NEW YORK Nov 23 (Reuters) - Investment funds bought the bulk of the $16 billion U.S. 30-year Treasury bonds sold in early November during a safe haven buying spree that pushed long-dated yields to two-month lows, government data released on Friday showed.
The U.S. Treasury Department's allotment data indicated investment funds bought $7.21 billion at the 30-year bond auction on Nov. 8, two days after the U.S. presidential election when Barack Obama won a second term.
This was double the amount this group of investors bought at the 30-year bond sale held in October.
November's 30-year bond sale was a part of the government's quarterly refunding, which involved the combined sales of $72 billion in federal debt.
Investment funds, however, purchased fewer three-year and 10-year notes at the refunding than they bought in October, according to the latest allotment data.
Fund managers and traders have been fearful that Obama and a divided Congress will fail to reach a deal to avoid the "fiscal cliff," which is a series of automatic tax rises and spending cuts worth $600 billion that phase in next year. Economist believe that such a fiscal contraction would push the United States into a recession.
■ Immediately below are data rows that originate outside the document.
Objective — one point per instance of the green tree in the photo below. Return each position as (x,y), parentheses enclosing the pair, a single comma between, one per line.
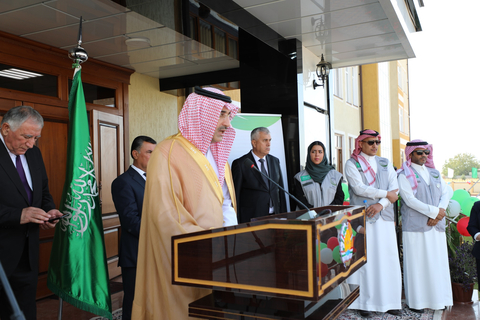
(462,163)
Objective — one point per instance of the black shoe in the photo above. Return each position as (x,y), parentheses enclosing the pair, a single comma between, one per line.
(365,314)
(395,312)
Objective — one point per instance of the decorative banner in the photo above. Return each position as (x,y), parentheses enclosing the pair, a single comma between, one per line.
(462,226)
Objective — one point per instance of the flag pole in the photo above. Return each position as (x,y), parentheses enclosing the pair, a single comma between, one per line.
(60,308)
(79,56)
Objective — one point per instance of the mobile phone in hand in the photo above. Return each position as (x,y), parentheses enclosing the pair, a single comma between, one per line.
(56,218)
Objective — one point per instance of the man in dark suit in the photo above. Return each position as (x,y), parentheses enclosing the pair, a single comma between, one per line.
(474,229)
(127,193)
(25,204)
(256,196)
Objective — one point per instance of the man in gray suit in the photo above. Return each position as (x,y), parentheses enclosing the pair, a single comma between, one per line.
(127,192)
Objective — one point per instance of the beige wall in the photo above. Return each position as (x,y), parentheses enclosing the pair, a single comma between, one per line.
(152,113)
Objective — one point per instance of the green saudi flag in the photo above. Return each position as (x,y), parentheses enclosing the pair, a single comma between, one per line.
(78,269)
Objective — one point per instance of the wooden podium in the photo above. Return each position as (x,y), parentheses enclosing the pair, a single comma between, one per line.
(276,267)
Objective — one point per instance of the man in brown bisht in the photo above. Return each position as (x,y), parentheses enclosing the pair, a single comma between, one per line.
(189,188)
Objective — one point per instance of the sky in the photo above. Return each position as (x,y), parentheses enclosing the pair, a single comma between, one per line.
(444,79)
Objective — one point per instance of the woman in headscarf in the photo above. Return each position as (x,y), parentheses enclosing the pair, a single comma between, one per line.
(319,184)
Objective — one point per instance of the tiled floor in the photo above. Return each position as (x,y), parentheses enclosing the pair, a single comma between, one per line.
(47,309)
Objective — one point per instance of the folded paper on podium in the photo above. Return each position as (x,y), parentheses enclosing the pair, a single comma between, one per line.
(276,267)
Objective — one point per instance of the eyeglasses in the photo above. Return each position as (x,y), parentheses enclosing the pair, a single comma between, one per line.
(421,152)
(371,142)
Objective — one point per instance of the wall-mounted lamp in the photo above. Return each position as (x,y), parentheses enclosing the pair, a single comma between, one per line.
(323,69)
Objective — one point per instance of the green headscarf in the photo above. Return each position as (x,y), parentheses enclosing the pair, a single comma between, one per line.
(318,171)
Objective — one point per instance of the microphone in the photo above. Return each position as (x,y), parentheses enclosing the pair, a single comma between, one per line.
(310,213)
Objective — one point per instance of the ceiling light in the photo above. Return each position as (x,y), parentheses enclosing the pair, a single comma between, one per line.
(18,74)
(323,69)
(138,43)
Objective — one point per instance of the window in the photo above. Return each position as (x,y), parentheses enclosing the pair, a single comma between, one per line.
(339,153)
(218,35)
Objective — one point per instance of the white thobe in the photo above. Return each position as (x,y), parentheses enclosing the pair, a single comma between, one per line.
(229,214)
(425,257)
(380,279)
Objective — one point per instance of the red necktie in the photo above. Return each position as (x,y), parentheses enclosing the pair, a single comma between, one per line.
(21,173)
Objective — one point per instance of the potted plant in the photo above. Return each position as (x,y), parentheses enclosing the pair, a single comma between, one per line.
(463,272)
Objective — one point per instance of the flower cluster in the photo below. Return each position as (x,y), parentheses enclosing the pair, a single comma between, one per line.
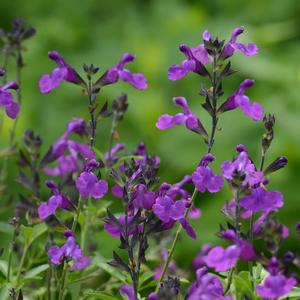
(69,251)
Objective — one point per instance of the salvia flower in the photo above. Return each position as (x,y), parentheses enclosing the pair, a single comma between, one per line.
(239,99)
(204,178)
(187,117)
(63,72)
(242,168)
(137,80)
(127,291)
(57,200)
(222,259)
(195,58)
(88,184)
(275,284)
(69,251)
(7,101)
(207,286)
(250,49)
(262,200)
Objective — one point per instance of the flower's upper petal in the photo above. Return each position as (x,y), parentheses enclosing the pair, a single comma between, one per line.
(166,121)
(137,80)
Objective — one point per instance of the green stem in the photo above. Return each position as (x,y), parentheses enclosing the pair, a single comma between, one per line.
(214,82)
(64,272)
(11,253)
(21,263)
(172,249)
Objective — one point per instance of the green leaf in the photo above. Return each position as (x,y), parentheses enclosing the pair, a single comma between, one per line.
(243,283)
(124,158)
(36,271)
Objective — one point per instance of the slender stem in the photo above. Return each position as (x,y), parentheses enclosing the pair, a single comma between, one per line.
(228,285)
(93,121)
(21,263)
(64,272)
(172,249)
(214,82)
(11,252)
(262,162)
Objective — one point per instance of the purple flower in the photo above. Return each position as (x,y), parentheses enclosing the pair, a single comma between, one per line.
(137,80)
(152,296)
(195,57)
(58,200)
(199,261)
(244,168)
(187,117)
(143,198)
(232,46)
(166,209)
(238,99)
(262,200)
(70,251)
(7,101)
(88,185)
(204,178)
(111,156)
(127,291)
(117,230)
(49,82)
(65,165)
(207,286)
(275,286)
(222,259)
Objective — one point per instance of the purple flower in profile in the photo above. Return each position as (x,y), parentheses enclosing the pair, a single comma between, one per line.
(238,99)
(137,80)
(262,200)
(166,209)
(116,230)
(243,167)
(187,117)
(63,72)
(207,286)
(89,185)
(204,178)
(7,101)
(111,156)
(232,46)
(222,259)
(275,284)
(70,251)
(127,291)
(195,58)
(65,165)
(58,200)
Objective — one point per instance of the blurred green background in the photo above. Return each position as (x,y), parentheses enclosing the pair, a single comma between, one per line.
(100,31)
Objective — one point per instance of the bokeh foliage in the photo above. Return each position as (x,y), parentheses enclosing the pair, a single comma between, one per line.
(100,31)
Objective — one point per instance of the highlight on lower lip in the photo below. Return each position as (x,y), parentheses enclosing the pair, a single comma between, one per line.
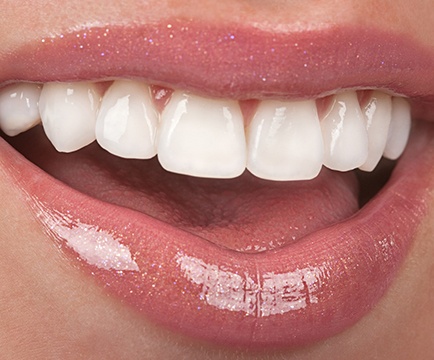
(298,294)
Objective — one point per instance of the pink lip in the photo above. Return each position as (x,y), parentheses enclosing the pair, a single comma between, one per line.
(299,294)
(231,61)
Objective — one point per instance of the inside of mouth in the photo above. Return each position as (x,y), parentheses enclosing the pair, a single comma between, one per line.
(245,214)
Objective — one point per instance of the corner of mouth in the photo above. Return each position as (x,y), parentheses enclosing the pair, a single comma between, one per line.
(282,297)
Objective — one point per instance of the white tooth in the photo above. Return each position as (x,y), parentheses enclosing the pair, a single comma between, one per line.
(127,121)
(399,129)
(285,141)
(378,113)
(19,108)
(344,134)
(68,113)
(202,137)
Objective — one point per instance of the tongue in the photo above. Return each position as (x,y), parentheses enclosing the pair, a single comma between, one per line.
(245,214)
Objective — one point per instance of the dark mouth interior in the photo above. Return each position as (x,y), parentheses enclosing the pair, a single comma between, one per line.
(244,214)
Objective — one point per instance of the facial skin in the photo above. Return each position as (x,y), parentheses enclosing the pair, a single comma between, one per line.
(50,309)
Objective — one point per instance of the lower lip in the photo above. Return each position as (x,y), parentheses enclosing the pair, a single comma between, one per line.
(296,295)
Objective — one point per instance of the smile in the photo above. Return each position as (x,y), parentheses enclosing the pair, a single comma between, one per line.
(161,209)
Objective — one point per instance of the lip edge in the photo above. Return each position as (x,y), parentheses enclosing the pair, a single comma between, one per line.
(394,68)
(424,96)
(77,199)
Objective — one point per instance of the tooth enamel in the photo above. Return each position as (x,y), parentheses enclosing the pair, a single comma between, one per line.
(68,113)
(127,122)
(285,141)
(399,129)
(378,113)
(344,134)
(19,109)
(202,137)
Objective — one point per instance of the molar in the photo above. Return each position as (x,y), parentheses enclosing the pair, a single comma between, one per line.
(285,141)
(68,113)
(19,110)
(202,137)
(127,121)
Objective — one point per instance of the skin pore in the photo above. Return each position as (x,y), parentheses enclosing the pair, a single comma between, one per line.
(50,309)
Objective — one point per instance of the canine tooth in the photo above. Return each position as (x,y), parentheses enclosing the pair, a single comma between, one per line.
(285,141)
(127,122)
(68,113)
(19,109)
(399,129)
(378,113)
(344,134)
(202,137)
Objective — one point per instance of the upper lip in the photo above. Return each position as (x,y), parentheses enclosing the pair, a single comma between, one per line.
(244,63)
(247,63)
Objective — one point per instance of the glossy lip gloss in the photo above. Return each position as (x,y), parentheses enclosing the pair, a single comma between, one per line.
(295,295)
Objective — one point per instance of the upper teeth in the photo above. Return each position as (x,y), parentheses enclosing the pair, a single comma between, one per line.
(204,137)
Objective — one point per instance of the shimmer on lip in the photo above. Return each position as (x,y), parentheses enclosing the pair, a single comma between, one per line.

In the immediate aftermath of the election, traders and investors dumped stocks and other risky assets and piled into the safety of cash and Treasuries.
A week ago, the yield on this 30-year Treasury bond issue touched 2.695 percent, the lowest since Sept. 5. Its yield ended on Friday at 2.829 percent.
While investment funds bought 45 percent of the latest 30-year bond supply, other major investor classes purchased fewer of the bonds than in October, the data showed.
For example, foreign investors and central banks bought $730 million of the latest 30-year issue, down from $1.09 billion in October.
Wall Street dealers bought $7.94 billion of the issue that will mature in November 2042, down from $8.64 billion at the October auction.